WHO appreciates recent data from a clinical trial conducted by the US government. USA Showing that the drug appears to be effective in reducing recovery times for patients with Covid-19, said Dr. Mike Ryan, executive director of the WHO’s emergency health program, at a press conference. at the agency’s headquarters in Geneva.
“There are signs of hope in the potential use of the drug,” he said.

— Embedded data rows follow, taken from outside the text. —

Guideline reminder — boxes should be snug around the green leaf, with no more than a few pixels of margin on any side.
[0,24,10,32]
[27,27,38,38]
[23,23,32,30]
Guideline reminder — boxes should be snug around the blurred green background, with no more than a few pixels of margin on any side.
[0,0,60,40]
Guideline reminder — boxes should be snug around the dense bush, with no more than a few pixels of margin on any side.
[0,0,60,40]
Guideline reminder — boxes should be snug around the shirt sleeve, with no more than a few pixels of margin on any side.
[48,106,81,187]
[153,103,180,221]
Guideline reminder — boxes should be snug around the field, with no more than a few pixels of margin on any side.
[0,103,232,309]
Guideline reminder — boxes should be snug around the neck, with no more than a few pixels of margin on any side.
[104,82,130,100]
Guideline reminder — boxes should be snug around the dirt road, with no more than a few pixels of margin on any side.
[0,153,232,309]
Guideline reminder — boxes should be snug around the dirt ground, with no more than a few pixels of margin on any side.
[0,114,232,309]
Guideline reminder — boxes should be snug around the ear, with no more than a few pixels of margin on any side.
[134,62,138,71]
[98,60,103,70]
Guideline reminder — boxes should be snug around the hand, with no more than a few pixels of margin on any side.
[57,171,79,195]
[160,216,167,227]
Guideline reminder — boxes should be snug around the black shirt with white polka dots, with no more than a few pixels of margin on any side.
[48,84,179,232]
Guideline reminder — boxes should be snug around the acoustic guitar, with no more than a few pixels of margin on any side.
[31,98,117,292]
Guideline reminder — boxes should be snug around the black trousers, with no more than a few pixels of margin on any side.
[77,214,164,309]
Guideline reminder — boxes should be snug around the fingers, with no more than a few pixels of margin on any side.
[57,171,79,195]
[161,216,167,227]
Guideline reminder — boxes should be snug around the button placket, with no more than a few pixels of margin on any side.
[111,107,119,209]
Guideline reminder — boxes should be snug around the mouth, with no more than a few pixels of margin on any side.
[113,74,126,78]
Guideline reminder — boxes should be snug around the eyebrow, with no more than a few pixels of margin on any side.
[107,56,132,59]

The Food and Drug Administration (FDA) granted emergency use authorization for Gilead’s drug to treat Covid-19 on Friday after the National Institute of Allergy and Infectious Diseases released its trial results. Clinical showing that patients who took remdesivir generally recovered after 11 days, four days faster than those who did not take the drug.
The drug has not been formally approved to treat the virus, and US health officials. USA They caution that the new data on the drug has not yet been peer-reviewed. Although the drug was awarded for emergency use, there are still several clinical trials underway, including a WHO solidarity trial, which tests the drug to see if it is effective in fighting the coronavirus.
“We are grateful that the Gilead company and the CEO held direct conversations at the highest level to ensure that we had access to the remdesivir drug to launch solidarity trials worldwide,” said Ryan.
Remdesivir has shown promise in treating SARS and MERS, which are also caused by coronaviruses. Some health authorities in the US The United States, China, and other parts of the world have been using remdesivir, which has been tested as a possible treatment for the Ebola outbreak, in hopes that the drug may improve outcomes for Covid-19 patients.
President Donald Trump has touted remdesivir as a potential treatment for the virus, which has infected more than 3.5 million people worldwide and killed at least 247,752, according to data compiled by Johns Hopkins University. Last week, he said he wanted the FDA to move “as fast as possible” to approve the drug.
Gilead expects to produce more than 140,000 rounds of its 10-day treatment regimen by the end of May, and anticipates that it can complete 1 million rounds by the end of this year. Gilead said he will be able to produce “several million” of his antiviral drug next year.